We have a Computer Vision project. Raw Data stores in S3. Label Team every day send new increment of labeled data. We want to automize train process with these new data. We use dvc
for reproducing pipelines and ML Flow
for logging and deploying models and airflow
for scheduling executions in K8S. Also we can produce new branch and modify model params or architecture and trigger train pipeline in Gitlab CI manually. These pipeline do the same that airflow task.
We want to checkout those raw data which labeled by label team on PV for avoiding pulling huge data every run from S3. Every time when we'll run dvc pipeline, which pull new labeled data and corresponding raw data from S3, produce preprocessing, train model and calculate metrics. In dvc we'll be versioning pipeline code, labeled data and model params.
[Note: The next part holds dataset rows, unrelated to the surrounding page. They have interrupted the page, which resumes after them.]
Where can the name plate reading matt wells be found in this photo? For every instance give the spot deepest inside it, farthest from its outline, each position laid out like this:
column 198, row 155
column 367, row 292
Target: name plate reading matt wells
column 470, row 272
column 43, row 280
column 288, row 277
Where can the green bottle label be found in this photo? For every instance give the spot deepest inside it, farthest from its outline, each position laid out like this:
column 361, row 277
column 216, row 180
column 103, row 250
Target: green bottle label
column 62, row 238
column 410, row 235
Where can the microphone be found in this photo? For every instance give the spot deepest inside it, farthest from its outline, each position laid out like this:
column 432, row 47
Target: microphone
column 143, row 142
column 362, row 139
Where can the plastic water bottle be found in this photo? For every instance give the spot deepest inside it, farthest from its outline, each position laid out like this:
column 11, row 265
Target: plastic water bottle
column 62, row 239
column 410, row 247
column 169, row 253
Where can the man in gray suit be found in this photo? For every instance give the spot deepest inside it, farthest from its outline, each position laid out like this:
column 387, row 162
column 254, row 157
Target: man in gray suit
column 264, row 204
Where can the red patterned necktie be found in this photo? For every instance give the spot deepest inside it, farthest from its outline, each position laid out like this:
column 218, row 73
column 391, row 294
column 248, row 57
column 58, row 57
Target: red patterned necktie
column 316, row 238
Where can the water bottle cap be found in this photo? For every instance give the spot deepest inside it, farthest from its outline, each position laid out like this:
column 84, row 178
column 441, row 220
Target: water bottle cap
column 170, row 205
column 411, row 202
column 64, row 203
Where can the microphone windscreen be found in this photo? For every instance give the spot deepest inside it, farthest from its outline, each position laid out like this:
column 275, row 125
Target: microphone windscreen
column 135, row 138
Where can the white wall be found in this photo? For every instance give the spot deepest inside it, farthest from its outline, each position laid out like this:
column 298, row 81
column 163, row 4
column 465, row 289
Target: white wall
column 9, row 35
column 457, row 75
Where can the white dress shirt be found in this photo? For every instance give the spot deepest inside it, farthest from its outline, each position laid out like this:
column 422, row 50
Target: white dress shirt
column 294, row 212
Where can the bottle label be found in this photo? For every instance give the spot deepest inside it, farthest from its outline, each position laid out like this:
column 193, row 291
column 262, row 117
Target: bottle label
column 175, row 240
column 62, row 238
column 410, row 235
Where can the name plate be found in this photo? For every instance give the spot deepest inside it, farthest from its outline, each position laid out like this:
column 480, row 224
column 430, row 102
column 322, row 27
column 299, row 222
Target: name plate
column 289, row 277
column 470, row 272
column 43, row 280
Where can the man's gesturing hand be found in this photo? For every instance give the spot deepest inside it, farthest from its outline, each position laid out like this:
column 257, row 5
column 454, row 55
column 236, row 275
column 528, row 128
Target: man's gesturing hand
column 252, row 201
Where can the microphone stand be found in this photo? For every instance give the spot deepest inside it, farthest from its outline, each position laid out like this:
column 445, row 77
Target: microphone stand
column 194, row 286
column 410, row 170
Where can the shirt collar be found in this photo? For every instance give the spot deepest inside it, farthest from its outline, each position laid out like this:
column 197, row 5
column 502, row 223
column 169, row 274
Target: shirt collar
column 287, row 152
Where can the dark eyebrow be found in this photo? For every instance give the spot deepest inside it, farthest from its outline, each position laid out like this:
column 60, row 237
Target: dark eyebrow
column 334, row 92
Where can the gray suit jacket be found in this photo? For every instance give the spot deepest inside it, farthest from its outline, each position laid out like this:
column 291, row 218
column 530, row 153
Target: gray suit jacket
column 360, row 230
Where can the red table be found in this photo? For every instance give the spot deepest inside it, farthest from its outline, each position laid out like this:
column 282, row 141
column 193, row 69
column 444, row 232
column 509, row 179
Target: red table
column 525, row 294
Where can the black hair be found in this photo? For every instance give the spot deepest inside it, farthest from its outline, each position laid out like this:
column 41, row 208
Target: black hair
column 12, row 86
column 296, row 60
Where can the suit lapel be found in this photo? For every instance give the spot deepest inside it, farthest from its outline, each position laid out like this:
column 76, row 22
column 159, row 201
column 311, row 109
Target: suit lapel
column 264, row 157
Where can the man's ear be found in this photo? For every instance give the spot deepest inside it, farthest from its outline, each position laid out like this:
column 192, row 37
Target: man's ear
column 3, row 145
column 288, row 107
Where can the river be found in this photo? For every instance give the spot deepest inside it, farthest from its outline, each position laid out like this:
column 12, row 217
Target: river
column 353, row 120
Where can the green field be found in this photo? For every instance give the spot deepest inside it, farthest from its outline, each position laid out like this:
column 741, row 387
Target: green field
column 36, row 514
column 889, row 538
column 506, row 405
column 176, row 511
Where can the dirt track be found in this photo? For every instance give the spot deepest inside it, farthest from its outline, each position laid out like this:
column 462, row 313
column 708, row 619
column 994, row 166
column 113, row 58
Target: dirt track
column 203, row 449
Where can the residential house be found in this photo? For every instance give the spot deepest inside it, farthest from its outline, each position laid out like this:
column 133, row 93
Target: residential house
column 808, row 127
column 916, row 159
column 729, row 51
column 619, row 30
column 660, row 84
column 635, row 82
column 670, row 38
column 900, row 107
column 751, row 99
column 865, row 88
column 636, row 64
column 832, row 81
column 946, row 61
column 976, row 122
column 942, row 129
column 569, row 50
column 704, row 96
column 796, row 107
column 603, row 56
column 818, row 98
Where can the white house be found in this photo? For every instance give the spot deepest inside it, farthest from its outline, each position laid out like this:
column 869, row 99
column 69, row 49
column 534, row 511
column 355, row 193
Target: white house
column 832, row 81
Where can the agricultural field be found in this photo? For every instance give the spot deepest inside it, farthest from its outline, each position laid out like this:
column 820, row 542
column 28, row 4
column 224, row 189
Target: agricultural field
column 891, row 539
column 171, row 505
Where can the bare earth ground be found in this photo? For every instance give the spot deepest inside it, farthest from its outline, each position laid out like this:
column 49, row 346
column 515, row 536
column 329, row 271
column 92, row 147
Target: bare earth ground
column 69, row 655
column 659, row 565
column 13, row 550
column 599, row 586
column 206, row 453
But here we don't version raw and preprocessed data, which means that only one pipeline can be run at the moment.
We can versionize raw and preprocessed data and use sharing cache in dvc, but here we produce a lot of replicas in in cache and in working area, because if we want to add new labeled data, we should do dvc unprotect raw_data
which copy cached data on our local workspace (PV in k8s).
How to track the integrity of raw data and keep ability to run several experiments at the same time and don't produce a lot of copies of data? Do it optimal way to store data on PV in k8s? Should we use shared cache?